Checkpointing – Dep. of Mathematics HPC facilities documentation

Using a computing cluster is common practice have tasks (jobs) that run for days or weeks. This can lead to problems because the longer a task runs the highest is the probability that some problem or action stops the task.

A possible answer to this problem is the technique of ‘CheckPoint’ a running program (a ‘process’).

From a basic point of view ‘make a checkpoint’ of a running program means records in one or more files the informations needed to restart the program from the point reached when the checkpoint was performed.

Some framework o programming enviroment includes a facility for save the state of the computation. An example is Tensorflow how described in this page: https://www.tensorflow.org/guide/checkpoint

For a generic program writtten in Fortran, C, Python, etc. in the cluster in the directory /conf/shared-software/dmtcp is installed the software DMTCP. To use this software you have to add the line

. /conf/shared-software/dmtcp/load.sh

(including the initial sequence ‘dot’,’space’) to the file ‘.bashrc‘ in your home directory (you have to restart your shell for the modification take effect).

Basic operations

Given a generic program ‘myprogram’ the general sequence of work is:

start your program under supervision of dmtcp (in this example the checkpoint is performed every 600 seconds/10 minutes):

dmtcp_launch --interval 600 myprogram argument_1 ... argument_N

now your program is running and every 600 seconds a file with the name like ‘ckpt_myprogram_*.dmtcp‘ is re-created. The file contains all the information needed to restart the computation from the time of the last save.

When the program is interrupted for whatever reason you can restart the computation from the last saved point with the command:

dmtcp_restart ckpt_myprogram_*.dmtcp

Observation 1

A checkpoint file contains a copy of the current memory of your program.
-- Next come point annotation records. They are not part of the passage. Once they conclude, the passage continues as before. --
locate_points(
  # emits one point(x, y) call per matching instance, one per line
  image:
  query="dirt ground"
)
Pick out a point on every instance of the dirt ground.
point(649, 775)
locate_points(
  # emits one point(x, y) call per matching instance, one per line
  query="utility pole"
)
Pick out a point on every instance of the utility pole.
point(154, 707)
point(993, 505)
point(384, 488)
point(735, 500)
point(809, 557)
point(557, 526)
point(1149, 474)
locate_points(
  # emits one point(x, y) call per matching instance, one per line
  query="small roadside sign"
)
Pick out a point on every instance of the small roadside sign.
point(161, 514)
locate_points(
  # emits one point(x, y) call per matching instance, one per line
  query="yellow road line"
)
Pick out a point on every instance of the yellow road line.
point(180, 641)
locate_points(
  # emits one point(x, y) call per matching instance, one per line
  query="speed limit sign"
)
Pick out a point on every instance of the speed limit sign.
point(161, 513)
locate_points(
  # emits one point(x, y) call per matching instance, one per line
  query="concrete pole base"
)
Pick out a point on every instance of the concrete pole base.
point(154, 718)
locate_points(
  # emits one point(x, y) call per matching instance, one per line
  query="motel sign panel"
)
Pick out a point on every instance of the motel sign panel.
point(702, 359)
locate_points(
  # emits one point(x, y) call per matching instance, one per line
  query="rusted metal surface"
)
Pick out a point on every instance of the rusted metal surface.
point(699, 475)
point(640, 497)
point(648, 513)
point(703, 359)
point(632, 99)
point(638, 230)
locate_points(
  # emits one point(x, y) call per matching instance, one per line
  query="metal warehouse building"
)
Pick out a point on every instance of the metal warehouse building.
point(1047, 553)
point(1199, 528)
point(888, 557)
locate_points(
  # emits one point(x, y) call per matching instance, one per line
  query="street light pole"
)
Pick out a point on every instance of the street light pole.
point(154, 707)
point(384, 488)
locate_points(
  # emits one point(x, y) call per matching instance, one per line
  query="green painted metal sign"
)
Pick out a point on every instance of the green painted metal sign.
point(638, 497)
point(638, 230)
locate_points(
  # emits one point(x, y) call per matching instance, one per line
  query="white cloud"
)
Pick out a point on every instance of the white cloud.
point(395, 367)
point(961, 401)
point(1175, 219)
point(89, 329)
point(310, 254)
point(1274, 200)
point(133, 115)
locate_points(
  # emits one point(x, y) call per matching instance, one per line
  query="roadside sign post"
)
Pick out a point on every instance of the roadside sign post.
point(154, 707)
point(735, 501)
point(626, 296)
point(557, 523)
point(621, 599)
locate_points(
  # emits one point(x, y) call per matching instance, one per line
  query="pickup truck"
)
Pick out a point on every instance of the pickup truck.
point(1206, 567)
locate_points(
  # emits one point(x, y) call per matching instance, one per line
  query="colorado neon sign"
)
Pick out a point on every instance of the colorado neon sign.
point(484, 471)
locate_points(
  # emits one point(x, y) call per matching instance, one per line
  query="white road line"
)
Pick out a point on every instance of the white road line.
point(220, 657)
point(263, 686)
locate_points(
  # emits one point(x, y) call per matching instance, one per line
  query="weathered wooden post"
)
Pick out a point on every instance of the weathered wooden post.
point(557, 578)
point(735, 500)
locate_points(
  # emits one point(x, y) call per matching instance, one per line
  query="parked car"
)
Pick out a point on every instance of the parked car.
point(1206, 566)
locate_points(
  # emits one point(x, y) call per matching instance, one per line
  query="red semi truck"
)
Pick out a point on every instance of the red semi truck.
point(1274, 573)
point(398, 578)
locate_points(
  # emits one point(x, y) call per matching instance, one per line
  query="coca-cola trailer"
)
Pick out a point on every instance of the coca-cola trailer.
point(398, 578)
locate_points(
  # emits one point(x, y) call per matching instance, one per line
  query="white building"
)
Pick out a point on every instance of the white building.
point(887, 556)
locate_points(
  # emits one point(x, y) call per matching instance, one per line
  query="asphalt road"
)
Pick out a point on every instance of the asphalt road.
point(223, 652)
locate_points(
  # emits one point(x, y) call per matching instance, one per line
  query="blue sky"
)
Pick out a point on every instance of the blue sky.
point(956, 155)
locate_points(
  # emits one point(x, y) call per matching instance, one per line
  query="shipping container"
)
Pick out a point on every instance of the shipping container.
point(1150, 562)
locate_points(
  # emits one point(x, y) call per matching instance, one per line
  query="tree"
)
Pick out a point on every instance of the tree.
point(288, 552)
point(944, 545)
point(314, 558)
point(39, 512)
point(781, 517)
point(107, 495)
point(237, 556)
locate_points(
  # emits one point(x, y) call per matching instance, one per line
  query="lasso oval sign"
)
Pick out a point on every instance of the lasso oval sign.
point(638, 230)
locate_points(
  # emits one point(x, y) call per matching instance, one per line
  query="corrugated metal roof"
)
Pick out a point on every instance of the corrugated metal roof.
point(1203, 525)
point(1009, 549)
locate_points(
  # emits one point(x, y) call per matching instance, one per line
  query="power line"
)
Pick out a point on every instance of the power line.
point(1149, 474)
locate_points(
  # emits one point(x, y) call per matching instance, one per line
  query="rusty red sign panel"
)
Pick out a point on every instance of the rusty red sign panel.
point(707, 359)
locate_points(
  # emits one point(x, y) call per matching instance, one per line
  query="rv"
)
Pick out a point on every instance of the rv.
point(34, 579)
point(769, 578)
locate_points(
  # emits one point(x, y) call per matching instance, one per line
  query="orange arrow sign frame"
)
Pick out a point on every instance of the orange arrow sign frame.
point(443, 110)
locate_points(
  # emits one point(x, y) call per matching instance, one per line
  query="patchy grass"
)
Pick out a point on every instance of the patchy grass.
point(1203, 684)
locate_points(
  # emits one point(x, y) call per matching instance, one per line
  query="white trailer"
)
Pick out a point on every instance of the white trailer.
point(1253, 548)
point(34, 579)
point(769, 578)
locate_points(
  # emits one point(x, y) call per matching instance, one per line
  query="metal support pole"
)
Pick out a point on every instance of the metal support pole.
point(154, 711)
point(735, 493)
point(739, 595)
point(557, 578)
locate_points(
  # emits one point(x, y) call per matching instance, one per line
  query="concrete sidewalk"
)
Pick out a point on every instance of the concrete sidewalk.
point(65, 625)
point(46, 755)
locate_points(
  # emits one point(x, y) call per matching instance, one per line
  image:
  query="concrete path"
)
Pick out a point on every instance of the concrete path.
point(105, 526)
This can lead to *HUGE* files that take long time to be created and managed. For this reason is important define a precise strategy of checkpoint for any non trivial program.

Observation 2

The dmtcp suite is richer than showed here. You can – for example – perform a check point at any given time with the command

dmtcp_command --checkpoint

Using this capability you can issue this command from your running program/task for ask for a checkpoint in a convenient point of your algorithm (a trivial operation for a programming language as C or Python). This setup has the advantage that the checkpoint can be performed only and every time needed.

If this is impossible for whatever reason but you are able to create a arbitrary empty file from your program then you can organize to create a “signal.myfile” (an empty file) to ask for a checkpoint. From a second program you have to wait for the “signal.myfile“, perform the checkpoint with the previous command and remove “signal.myfile“.

Observation 3

The communication of the checkpointing system will happen over TCP at a default port (7779). This can lead to conflicts in case of multi-user systems where multiple instances of the DMTCP suite is operating. To avoid the problem the command ‘dmtpc_launch‘ has a couple of options: ‘--coord-port NUMBER‘ and ‘--new-coordinator‘ that creates a coordination channel/server at the given port. All the commands of the dmtcp suite acceps the option ‘--coord-port NUMBER‘ as a pointer for the communications channel.

Again, the suite is richer. You can, for example, create a coordinator on a given host and use the option ‘--coord-host HOSTNAME‘ to contact a remote coordinator from your program. Please, read the documentation of the program if these basic instructions are not enough.